La faute des mères – Récit d'une hospitalisation d'un jeune enfant

Au printemps 2020, son tout jeune enfant est hospitalisé. cette brèche temporelle offre à Marie le temps d'écrire. Elle nous livre les réflexions dans l'intimité de l'accompagnement maternel.

Ce blog est personnel, la rédaction n’est pas à l’origine de ses contenus.

Au printemps 2020, la colère grondait en nous. Pour ne pas qu'elle nous dévore, nous avons choisi de l'écrire. Nous avons choisi de nous écrire. De femme à femme. Nous nous sommes retrouvées quand cela a été possible. Et c'était la fête des mères. Et pour nous il est important de poser notre propre définition de ce mot "mère". Alors on a écrit depuis là. Et puis on a rassemblé nos textes. ça faisait 48 pages et c'est beaucoup. La brochure s'appelle "ce que je voulais vous dire..." ! On les a imprimées comme on a pu, avec nos ressources de mères sous le seuil de pauvreté ou pas loin. "Mère au foyer", "Mère de famille nombreuse", "mère isolée", "maman solo", derrière ces étiquettes, NOUS SOMMES. 
Dans le sillage de l'appel à témoignages lancé par Mediapart, nous publions ici certains de ces textes. 
Un an plus tard.

LA FAUTE DES MÈRES – RÉCIT D'UNE HOSPITALISATION D'UN JEUNE ENFANT

Echos, répétitions, résurgences. Similitudes.

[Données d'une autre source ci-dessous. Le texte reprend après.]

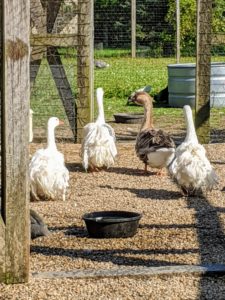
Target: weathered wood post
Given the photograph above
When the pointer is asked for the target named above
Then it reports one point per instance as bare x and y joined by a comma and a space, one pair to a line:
85, 103
203, 70
15, 87
177, 31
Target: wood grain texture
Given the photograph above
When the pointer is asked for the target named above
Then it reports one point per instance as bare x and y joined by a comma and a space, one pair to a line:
15, 103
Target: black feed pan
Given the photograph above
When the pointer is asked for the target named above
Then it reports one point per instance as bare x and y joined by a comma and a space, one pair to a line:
112, 224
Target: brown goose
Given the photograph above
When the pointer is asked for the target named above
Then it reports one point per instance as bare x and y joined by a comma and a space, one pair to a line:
154, 147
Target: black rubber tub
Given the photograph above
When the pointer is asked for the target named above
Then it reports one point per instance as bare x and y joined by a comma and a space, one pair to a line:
112, 224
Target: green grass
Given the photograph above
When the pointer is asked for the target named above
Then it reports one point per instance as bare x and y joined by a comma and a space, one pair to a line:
119, 80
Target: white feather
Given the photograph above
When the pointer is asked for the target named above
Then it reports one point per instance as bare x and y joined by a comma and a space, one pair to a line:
191, 168
49, 178
98, 146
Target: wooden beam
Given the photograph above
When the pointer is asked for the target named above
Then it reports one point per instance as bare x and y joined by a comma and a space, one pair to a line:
85, 103
218, 39
15, 111
2, 250
63, 86
38, 16
203, 70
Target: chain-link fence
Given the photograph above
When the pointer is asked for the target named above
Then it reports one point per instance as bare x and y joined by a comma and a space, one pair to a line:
145, 29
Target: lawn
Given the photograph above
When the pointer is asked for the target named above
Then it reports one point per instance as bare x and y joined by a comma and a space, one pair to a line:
119, 80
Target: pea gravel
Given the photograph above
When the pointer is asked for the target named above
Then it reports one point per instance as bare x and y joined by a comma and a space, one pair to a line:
173, 231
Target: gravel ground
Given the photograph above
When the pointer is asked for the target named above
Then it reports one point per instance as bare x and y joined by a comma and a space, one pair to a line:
173, 231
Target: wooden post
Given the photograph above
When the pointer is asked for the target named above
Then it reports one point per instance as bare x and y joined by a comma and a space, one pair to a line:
203, 69
133, 28
85, 103
15, 89
178, 31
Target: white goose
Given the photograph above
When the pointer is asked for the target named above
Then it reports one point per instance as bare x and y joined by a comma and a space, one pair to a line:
191, 168
48, 175
98, 147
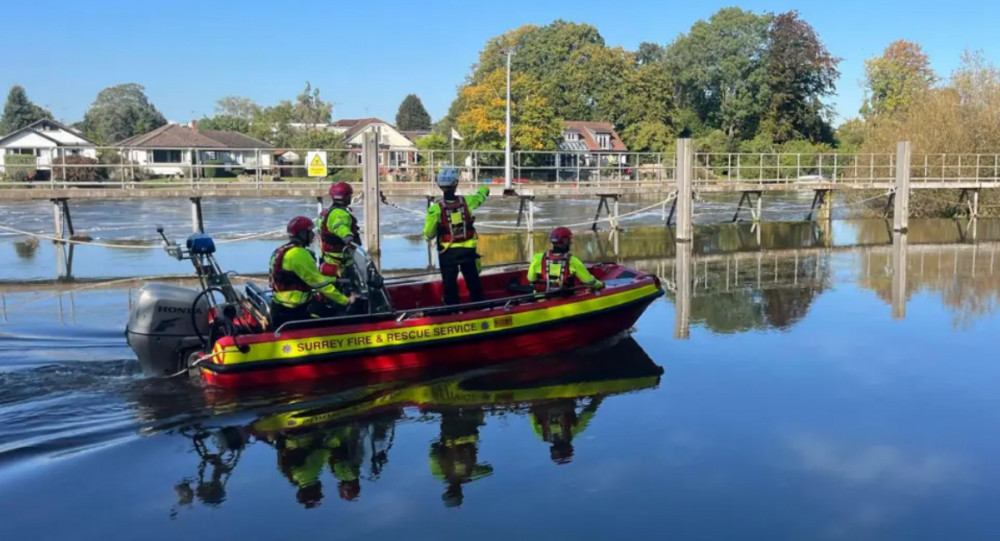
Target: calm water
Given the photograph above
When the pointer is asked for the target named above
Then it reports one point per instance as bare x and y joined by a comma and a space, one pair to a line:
798, 406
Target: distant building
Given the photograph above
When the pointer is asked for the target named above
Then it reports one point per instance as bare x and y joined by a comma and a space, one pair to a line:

9 ans d'écart, un bébé qui respire mal, un service de pédiatrie, un éloignement du reste de la famille.

Des différences. L'un venait à la vie, sortait de mon ventre. L'autre a deux ans et demi, et nous met brutalement face à la fragilité de la vie.

Rappel permanent, Tu n'as pas de pouvoir sur la vie de tes enfants. Ni même sur leur santé. Tu peux les accueillir au mieux, et remercier la vie chaque jour qu'ils soient à tes cotés.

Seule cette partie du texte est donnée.